The function $F : (-1, 1) \to \mathbb {R}$ is defined by $F(x) = \dfrac{x}{1-x^2}$. Example 5 page 106 at Munkers' Topology says that its inverse is $$G(y) = \dfrac{2y}{1+(1+4y^2)^{\frac12}}.$$ I checked this and the result is that $G(F(x))=x$ and $F(G(y))=y$.

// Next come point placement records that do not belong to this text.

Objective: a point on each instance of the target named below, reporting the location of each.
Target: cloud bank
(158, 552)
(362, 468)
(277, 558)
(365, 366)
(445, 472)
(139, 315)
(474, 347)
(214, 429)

However by the method of finding the inverse of a function (exchanging variables, solving for the other variable, re-exchanging variables), I found out that the the inverse function of $f(x) = \dfrac{x}{1-x^2}$ is $$G(y) = \dfrac{-1 \pm (1+4y^2)^{\frac12}}{2y}$$ which is consistent with http://www.wolframalpha.com/ but does not result in $G(F(x))=x$ and $F(G(y))=y$.

Why is so?! Thank you.

Answer 1

The value $\frac{-1-\sqrt{1+4y^2}}{2y}$ is not in $(-1,1)$. That's because $\sqrt{1+4y^2}>2|y|$. So you get two solutions, but only one of them is in $(-1,1)$.

Now you just need to realize that:

$$\frac{2y}{1+\sqrt{1+4y^2}}=\frac{-1+\sqrt{1+4y^2}}{2y}$$

You can multiply that out to see that these are equal.

Your form is the "rationalized" form of the answer.

Answer 2

Note that $$\frac{-1+\sqrt{1+4y^2}}{2y}=\frac{-1-(1+4y^2)}{2y(-1-\sqrt{1+4y^2})}=\frac{-2y}{-1-\sqrt{1+4y^2}}=\frac{2y}{1+\sqrt{1+4y^2}}$$ where we multiply numerator and denominator by $(-1-\sqrt{1+4y^2})$.

Answer 3

Exactly what does the problem in Munkres say? The function, as given, does not have an "inverse" since there are values of y that are given by more than one x value. I suspect that what this problem is asking for the inverse of the function defined by that formula with a limited range for x.

It looks to me like the given solution is for the branch of the function with x between -1 and 1.